Test Construction Flashcards
refers to the extent to which a test measures the hypothetical trait (construct) it is intended to measure. Methods for establishing construct validity include correlating test scores with scores on measures that do and do not measure the same trait (convergent and discriminant validity), conducting a factor analysis to assess the test’s factorial validity, determining if changes in test scores reflect expected developmental changes, and seeing if experimental manipulations have the expected impact on test scores.
Construct Validity
The extent to which a test adequately samples the domain of information, knowledge, or skill that it purports to measure. Determined primarily by “expert judgment.” Most important for achievement and job sample tests.
Content Validity
Refers to bias introduced into a person’s criterion score as a result of the knowledge of the scorer about his/her performance on the predictor. Tends to artificially inflate the relationship between the predictor and criterion.
Criterion Contamination
Interpretation of a test score in terms of a prespecified standard; i.e., in terms of percent of content correct (percentage score) or of predicted performance on an external criterion (e.g., regression equation, expectancy table).
Criterion-Referenced Interpretation
The type of validity that involves determining the relationship (correlation) between the predictor and the criterion. The correlation coefficient is referred to as the criterion-related validity coefficient. Criterion-related validity can be either concurrent (predictor and criterion scores obtained at about the same time) or predictive (predictor scores obtained before criterion scores).
Criterion-Related Validity/Concurrent And Predictive
Process of re-assessing a test’s criterion-related validity on a new sample to check the generalizability of the original validity coefficient. Ordinarily, the validity coefficient “shrinks” (becomes smaller) on cross-validation because the chance factors operating in the original sample are not all present in the cross-validation sample.
Cross-Validation And Shrinkage
A multivariate statistical technique used to determine how many factors (constructs) are needed to account for the intercorrelations among a set of tests, subtests, or test items. Factor analysis can be used to assess a test’s construct validity by indicating the extent to which the test correlates with factors that it would and would not be expected to correlate with. From the perspective of factor analysis, true score variability consists of communality and specificity. Factors identified in a factor analysis can be either orthogonal or oblique.
Factor Analysis
In a factor matrix, a factor loading is the correlation between a test (or other variable included in the analysis) and a factor and can be squared to determine the amount of variability in the test that is accounted for by the factor. The communality is the total amount of variability in scores on the test that is accounted for by the factor analysis - i.e., by all of the identified factors.

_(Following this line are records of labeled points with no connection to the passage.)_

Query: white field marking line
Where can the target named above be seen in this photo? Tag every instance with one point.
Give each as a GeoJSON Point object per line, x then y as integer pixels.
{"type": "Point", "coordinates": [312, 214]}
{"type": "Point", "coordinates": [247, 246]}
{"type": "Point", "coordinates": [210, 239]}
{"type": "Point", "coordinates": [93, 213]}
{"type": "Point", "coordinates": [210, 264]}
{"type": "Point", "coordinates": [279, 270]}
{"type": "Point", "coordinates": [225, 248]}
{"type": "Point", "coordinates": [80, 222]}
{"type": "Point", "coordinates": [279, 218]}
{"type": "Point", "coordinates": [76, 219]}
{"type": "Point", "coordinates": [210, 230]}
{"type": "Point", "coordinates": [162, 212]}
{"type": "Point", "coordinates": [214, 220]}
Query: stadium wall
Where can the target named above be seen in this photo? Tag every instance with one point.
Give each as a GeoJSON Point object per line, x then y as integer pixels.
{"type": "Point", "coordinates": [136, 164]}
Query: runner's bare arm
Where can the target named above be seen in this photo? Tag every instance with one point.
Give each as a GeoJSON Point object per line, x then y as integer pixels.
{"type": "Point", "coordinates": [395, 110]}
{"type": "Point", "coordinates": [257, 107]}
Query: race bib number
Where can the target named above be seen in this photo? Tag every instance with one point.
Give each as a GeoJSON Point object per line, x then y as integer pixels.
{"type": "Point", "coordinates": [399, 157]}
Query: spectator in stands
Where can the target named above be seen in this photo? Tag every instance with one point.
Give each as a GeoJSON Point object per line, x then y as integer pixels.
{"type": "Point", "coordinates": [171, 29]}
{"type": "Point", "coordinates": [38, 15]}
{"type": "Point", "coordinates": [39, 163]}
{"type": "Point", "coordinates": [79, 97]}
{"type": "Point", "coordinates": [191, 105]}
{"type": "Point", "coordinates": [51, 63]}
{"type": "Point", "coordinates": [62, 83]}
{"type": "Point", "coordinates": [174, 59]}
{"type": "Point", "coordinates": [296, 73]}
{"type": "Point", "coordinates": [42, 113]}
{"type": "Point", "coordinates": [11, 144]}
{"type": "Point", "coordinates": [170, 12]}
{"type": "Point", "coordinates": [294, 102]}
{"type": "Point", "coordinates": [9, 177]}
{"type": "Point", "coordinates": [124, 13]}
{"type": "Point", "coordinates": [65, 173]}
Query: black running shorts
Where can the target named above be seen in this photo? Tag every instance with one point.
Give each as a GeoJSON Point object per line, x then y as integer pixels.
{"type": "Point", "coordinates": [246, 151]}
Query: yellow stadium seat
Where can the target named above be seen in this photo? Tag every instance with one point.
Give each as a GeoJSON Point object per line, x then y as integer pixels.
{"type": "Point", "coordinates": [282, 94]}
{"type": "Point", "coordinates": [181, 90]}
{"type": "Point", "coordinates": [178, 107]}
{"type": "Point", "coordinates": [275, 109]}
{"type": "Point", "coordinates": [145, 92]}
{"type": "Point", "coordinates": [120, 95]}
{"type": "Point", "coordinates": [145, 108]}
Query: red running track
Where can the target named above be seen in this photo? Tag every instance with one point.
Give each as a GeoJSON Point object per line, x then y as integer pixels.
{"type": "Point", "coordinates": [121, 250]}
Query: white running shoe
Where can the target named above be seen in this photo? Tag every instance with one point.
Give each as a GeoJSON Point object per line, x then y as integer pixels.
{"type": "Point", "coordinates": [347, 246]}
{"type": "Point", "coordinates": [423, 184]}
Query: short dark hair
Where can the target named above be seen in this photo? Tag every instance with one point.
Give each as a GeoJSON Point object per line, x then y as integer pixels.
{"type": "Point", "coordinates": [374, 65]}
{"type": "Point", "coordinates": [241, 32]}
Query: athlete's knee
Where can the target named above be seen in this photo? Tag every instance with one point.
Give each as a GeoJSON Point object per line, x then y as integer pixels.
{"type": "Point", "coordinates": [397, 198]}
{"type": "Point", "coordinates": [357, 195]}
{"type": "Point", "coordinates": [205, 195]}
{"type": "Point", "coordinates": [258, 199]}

Factor Loadings and Communality
The extent to which a predictor increases decision-making accuracy. Calculated by subtracting the base rate from the positive hit rate. Terms to have linked with incremental validity are predictor and criterion cutoff scores; true and false positives and true and false negatives. True positives are those who scored high on the predictor and criterion; false positives scored high on the predictor but low on the criterion; true negatives scored low on the predictor and the criterion; and false negatives scored low on the predictor but high on the criterion.
Incremental Validity/True Positives, False Positives, True Negatives, False Negatives
When using item response theory, an item characteristic curve (ICC) is constructed for each item by plotting the proportion of examinees in the tryout sample who answered the item correctly against either the total test score, performance on an external criterion, or a mathematically-derived estimate of a latent ability or trait. The curve provides information on the relationship between an examinee’s level on the ability or trait measured by the test and the probability that he/she will respond to the item correctly.
Item Characteristic Curve
An item’s difficulty level is calculated by dividing the number of individuals who answered the item correctly by the total number of individuals; ranges in value from 0 (very difficult item) to 1.0 (very easy item). In general, an item difficulty index of .50 is preferred because it maximizes differentiation between individuals with high and low ability and helps ensure a high reliability coefficient.
Item Difficulty
refers to the extent to which a test item discriminates (differentiates) between examinees who obtain high versus low scores on the entire test or on an external criterion. The item discrimination index (D) ranges from -1.0 to +1.0. If all examinees in the upper group and none in the lower group answered the item correctly, D is +1.0; if none of the examinees in the upper group and all examinees in the lower group answered the item correctly, D equals -1.0.
Item Discrimination
A correlation coefficient used to assess inter-rater reliability.
Kappa Statistic
A systematic way to organize the correlation coefficients obtained when assessing a measure’s convergent and discriminant validity (which, in turn, provides evidence of construct validity). Requires measuring at least two different traits using at least two different methods for each trait. Terms to have linked with multitrait-multimethod matrix are monotrait-monomethod, monotrait-heteromethod, heterotrait-monomethod, and heterotrait-heteromethod coefficients.
Multitrait-Multimethod Matrix
Interpretation of an examinee’s test performance relative to the performance of examinees in a normative (standardization) sample. Percentile ranks and standard scores (e.g., z-scores and T scores) are types of norm-referenced scores.
Norm-Referenced Interpretation